III.             Une poésie entre réflexion critique et traductions

a.      La revue L’Ephémère : dans les années 1970, Yves Bonnefoy fonde avec quelques uns des artistes les plus importants de l’époque une revue de poésie et d’art. C’est dire que le travail poétique se construit pour Yves Bonnefoy dans une situation de dialogue avec ses contemporains. Parmi ceux-ci : André Du Bouchet, Paul Celan, Louis-René des Forêts et Philippe Jaccottet. Il faut sans doute trouver des passerelles d’un poète à l’autre. L’un des poètes les plus proches de Bonnefoy, c’est son ami Philippe Jaccottet qui est également critique d’art, et traducteur de L’Odyssée ou de la poésie allemande comme Rainer Maria Rilke. S’il fallait mener une étude comparée de l’un et de l’autre, il faudrait sans doute se pencher sur la question du lyrisme, qui est retravaillée par l’un et par l’autre de façon semblable. Dans le romantisme, celui de Lamartine, de Musset, ou celui plus tardif d’un Baudelaire, le poème était le lieu où s’énonçait les déchirements et les douleurs de l’individu. Le poème se faisait miroir de l’espace intime, expression d’une expérience intérieure. Mais, ce faisant, le sujet lyrique devenait envahissant, et semblait exclure son lecteur. Au contraire, la poésie d’un Yves Bonnefoy ou d’un Philippe Jaccottet ont toujours souci de clarté d’abord, mais d’associer le lecteur à l’expérience transcrite : du coup le poème n’est plus le lieu égotiste du sujet, mais le lieu où le poète entraîne son lecteur à sa suite. Il faut pour cela étudier attentivement l’emploi des pronoms car ils choisissent de préférence le « nous » au « je » (il faut penser également à l’emploi des apostrophes). De plus, lorsque le sujet lyrique s’exprime, c’est de manière nuancée et ténue, sensible et retenue : on pourrait parler d’un lyrisme de l’expression.

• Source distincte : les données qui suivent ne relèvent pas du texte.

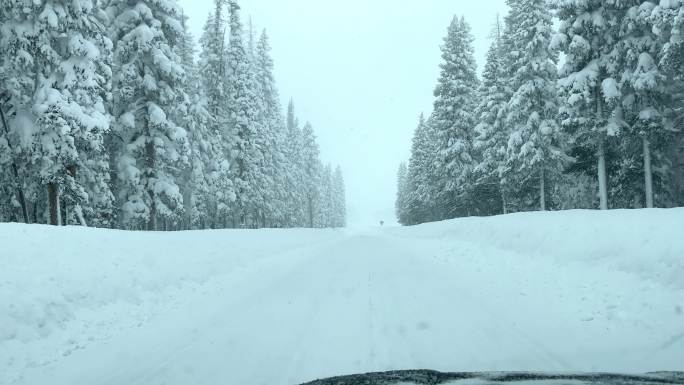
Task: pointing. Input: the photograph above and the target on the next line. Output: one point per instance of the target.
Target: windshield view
(263, 192)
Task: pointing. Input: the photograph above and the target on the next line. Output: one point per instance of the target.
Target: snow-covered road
(343, 302)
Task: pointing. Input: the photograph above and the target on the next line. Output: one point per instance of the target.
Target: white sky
(361, 71)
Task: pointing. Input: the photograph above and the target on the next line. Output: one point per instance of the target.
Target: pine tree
(492, 132)
(339, 199)
(534, 146)
(422, 185)
(644, 86)
(148, 88)
(589, 86)
(243, 111)
(668, 21)
(400, 208)
(311, 168)
(55, 67)
(275, 155)
(453, 117)
(326, 205)
(294, 172)
(213, 68)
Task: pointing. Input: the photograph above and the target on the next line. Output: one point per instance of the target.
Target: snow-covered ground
(571, 291)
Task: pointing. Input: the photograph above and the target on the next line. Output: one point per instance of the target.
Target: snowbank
(578, 290)
(69, 284)
(649, 243)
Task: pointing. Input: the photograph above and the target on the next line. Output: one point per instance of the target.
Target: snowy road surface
(285, 307)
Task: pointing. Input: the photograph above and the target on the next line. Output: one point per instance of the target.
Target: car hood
(429, 377)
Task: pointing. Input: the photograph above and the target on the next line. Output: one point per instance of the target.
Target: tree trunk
(15, 171)
(648, 173)
(603, 180)
(53, 204)
(151, 155)
(503, 201)
(542, 189)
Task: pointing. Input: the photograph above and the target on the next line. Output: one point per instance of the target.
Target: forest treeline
(113, 117)
(585, 116)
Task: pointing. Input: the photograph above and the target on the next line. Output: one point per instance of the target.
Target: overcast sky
(361, 71)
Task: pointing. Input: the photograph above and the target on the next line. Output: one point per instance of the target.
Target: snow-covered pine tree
(194, 116)
(668, 21)
(243, 110)
(55, 67)
(294, 172)
(422, 179)
(453, 118)
(400, 208)
(311, 170)
(492, 133)
(274, 129)
(589, 85)
(148, 88)
(213, 69)
(645, 89)
(339, 199)
(534, 148)
(326, 206)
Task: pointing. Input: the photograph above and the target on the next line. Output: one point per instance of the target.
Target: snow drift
(578, 290)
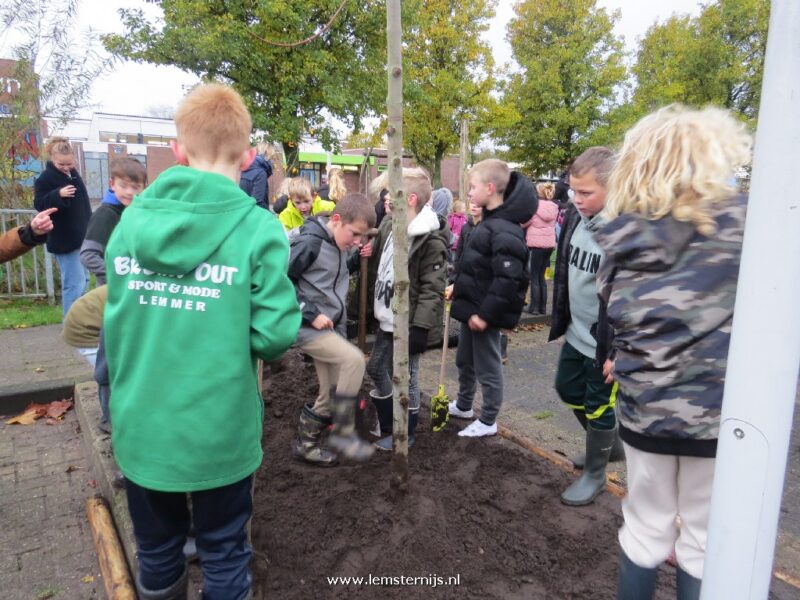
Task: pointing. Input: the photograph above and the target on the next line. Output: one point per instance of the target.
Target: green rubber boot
(593, 479)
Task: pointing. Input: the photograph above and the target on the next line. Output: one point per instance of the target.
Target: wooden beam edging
(556, 459)
(113, 566)
(614, 488)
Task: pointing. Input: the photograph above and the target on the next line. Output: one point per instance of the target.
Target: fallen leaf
(57, 408)
(29, 416)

b.      Une poésie nourrie de peinture : C’est dans ce cadre qu’Yves Bonnefoy va mener de longues et patientes analyses sur la peinture. Il y a tout un pan de l’œuvre d’Yves Bonnefoy comme critique d’art. L’Arrière-pays, Rome 1630 ou encore son monumental Giaccometti, biographie d’une œuvre en sont des exemples. C’est qu’il y a de sa part non seulement une grande fascination pour la peinture comme chez Baudelaire, mais également un passage de l’un à l’autre : la peinture inspire souvent des textes poétiques d’Yves Bonnefoy qu’il cite de manière évidente ou dissimulée. Cérès moquée en est l’exemple le plus évident dans le recueil de Bonnefoy. Du coup, il faut toujours s’interroger sur les transformations que l’écriture fait subir au tableau : ici la moquerie devient cri d’amour, le poète prend la place de l’enfant et non du peintre ; mais il faut également s’interroger sur la réalité des expériences évoquées. En effet, il ne faut chercher trop vite à relire l’œuvre d’un poète à partir de sa biographie (les traumatismes, les épreuves…) mais il faut surtout voir comment le poète réexploite des souvenirs littéraires, des souvenirs de tableaux ou de chansons : le poème n’est pas du tout une autobiographie en vers, mais bien plutôt un lieu où se mêlent souvenirs biographiques et mémoire artistique, l’un servant de prisme à l’autre.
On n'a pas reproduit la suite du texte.